With that hilarious mental image, let’s dip into the past (geddit?) The word fondue comes from the French “fondre,” to melt. The first appearance of a recipe for fondue is found in a Swiss book from 1699 called “Käss mit Wein zu Kochen,” (literally, “cooking cheese with wine”) although back then the dish included eggs. Fondue’s earliest carnation may in fact have been much earlier than that: all the way back in the eighth century BC, Book XI of The Iliad mentions a mixture of wine, grated goats’ cheese and flour, served in a golden goblet.

“Temper’d in this, the nymph of form divine

Pours a large portion of the Pramnian wine;

With goat’s-milk cheese a flavourous taste bestows,

And last with flour the smiling surface strows:

This for the wounded prince the dame prepares,” Wounds or no wounds, that’s got to be one happy prince.

Fondue as we know it today originated in Switzerland during the 18th century, and the first known recipe was published later in 1875. Like so many of our favourite foods, including cheese itself, fondue began as a simple means of food preservation.
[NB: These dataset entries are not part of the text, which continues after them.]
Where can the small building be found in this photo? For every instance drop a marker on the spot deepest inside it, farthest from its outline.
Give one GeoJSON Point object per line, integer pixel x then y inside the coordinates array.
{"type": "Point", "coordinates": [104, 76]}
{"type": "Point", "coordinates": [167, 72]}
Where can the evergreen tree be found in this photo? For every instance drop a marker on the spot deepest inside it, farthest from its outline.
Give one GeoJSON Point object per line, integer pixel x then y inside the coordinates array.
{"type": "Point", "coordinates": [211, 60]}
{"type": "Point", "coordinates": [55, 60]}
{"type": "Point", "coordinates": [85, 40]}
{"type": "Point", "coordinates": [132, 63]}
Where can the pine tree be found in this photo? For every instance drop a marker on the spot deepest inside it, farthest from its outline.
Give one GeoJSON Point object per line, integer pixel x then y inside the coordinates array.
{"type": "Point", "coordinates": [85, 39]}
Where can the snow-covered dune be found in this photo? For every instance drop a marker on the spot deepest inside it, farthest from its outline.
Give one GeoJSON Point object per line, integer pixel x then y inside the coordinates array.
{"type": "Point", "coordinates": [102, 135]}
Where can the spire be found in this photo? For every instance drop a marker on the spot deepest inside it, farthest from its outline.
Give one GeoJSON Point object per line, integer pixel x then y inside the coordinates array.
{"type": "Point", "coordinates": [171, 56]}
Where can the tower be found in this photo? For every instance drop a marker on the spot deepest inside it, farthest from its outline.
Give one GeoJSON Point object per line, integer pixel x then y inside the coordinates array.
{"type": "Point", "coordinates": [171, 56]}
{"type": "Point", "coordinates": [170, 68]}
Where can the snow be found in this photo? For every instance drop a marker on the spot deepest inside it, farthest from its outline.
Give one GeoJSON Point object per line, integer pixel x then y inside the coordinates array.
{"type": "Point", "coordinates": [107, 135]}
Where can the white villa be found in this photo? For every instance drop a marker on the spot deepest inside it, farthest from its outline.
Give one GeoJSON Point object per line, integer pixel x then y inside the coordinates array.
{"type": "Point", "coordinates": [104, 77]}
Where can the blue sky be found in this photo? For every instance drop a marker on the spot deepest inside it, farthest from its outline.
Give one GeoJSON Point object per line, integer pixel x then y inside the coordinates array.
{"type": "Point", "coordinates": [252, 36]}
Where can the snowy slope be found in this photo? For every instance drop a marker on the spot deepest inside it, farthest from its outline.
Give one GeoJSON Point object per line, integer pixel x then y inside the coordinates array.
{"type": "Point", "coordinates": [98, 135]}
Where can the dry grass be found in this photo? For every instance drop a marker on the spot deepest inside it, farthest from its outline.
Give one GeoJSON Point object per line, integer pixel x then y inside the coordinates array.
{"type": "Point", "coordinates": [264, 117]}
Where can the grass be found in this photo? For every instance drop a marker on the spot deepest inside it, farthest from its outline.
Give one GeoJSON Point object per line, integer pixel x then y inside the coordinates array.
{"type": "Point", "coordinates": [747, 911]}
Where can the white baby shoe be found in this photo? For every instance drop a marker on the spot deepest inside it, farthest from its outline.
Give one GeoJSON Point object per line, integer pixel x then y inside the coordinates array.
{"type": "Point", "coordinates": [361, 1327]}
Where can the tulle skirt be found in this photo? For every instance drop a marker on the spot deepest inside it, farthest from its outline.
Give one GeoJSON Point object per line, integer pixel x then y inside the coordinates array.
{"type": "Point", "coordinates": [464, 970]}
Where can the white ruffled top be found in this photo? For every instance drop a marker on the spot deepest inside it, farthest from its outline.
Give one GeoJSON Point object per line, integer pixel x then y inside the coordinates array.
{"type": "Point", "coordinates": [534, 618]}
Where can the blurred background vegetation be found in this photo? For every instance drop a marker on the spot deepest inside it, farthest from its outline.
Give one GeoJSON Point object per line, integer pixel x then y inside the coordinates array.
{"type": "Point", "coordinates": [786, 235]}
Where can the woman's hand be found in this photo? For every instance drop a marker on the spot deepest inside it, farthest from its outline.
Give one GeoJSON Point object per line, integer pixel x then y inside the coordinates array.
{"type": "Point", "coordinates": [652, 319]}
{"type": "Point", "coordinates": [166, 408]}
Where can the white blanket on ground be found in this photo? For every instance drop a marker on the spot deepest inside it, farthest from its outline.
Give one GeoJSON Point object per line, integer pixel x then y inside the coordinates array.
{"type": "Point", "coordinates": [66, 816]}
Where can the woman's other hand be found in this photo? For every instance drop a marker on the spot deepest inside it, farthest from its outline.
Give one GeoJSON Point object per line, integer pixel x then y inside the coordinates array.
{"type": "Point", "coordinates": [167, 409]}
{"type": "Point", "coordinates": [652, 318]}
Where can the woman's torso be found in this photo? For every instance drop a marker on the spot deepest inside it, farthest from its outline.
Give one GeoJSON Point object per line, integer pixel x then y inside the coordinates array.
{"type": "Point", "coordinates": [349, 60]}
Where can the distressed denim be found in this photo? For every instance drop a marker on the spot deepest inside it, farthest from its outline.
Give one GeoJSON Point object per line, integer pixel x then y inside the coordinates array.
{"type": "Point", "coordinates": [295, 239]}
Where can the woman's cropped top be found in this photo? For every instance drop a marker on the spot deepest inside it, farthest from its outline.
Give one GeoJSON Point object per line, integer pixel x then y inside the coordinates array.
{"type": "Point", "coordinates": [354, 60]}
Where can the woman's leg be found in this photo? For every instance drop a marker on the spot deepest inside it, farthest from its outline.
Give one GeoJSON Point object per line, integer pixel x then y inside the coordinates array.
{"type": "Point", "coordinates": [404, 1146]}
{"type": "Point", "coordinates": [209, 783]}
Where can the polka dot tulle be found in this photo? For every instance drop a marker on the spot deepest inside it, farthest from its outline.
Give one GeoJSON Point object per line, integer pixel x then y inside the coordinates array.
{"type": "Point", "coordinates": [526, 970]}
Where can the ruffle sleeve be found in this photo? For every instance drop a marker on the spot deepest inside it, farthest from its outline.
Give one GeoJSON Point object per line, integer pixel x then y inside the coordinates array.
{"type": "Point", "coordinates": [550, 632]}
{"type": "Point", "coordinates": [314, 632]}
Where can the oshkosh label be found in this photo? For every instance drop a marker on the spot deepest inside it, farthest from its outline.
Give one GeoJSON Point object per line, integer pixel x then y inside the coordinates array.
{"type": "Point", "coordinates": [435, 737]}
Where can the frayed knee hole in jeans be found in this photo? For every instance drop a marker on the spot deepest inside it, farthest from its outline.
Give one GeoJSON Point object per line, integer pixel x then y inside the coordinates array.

During the cold winters, many families depended heavily upon the cheeses and breads made during the summer months; as the winter progressed, however, both foods would become increasingly stale, rendering them hard and difficult to eat. Locals found that if they melted the cheese over the fire, and added wine and garlic, it made a perfectly gooey dip for their stale bread; the bread would soften when dipped in the cheese, rendering it far easier to eat without the danger of cracking a tooth.

With the later invention of the refrigerator, fondue-eating stopped being a necessity, but cosying up by the fire with a pot of melted cheese was so damn good that it became Swiss tradition. Fondue had its heyday of coolness later on in the ‘70s, joining martini-glass prawn cocktails, lava lamps, Black Forest gateaux and bell bottom jeans on my list of ‘70s things that I wish were still super-cool, but are not.

The majority of Swiss-style fondues are based on a combination of two cheeses, often Gruyère and Emmenthal, creating a perfect balance between sharp and mild. Most recipes call for the cheeses to be melted with dry white wine, and it’s true that adding some sort of alcohol is necessary in order to keep the cheese from curdling as it melts. (Oh nooo, I guess I’ll just have to go buy some wine.) I’d stick with the wine myself, but kirsch (cherry brandy) is very traditional, and I also fully intend to make a beer-based fondue someday. Likewise, adding either flour or cornflour helps the cheese to melt without separating. The garlic is there because… well, because garlic makes everything better, which incidentally is also why I tend to double the garlic in everything I make. (The downside of this is knowing that I never get any midnight visits from attractive vampires. The garlic is the only reason, though. Angel would definitely be here every night otherwise, okay? And I know I’m, like, sooo out of touch because there’s been a whole cloud of pop-culture vampires since Angel, but to be honest I’m not so into the lame sparkling thing. FYI, “cloud,” is the collective noun for bats: I haven’t lost my mind. What I have lost completely, though, is my train of thought. So yeah… fondue. FONDUE.)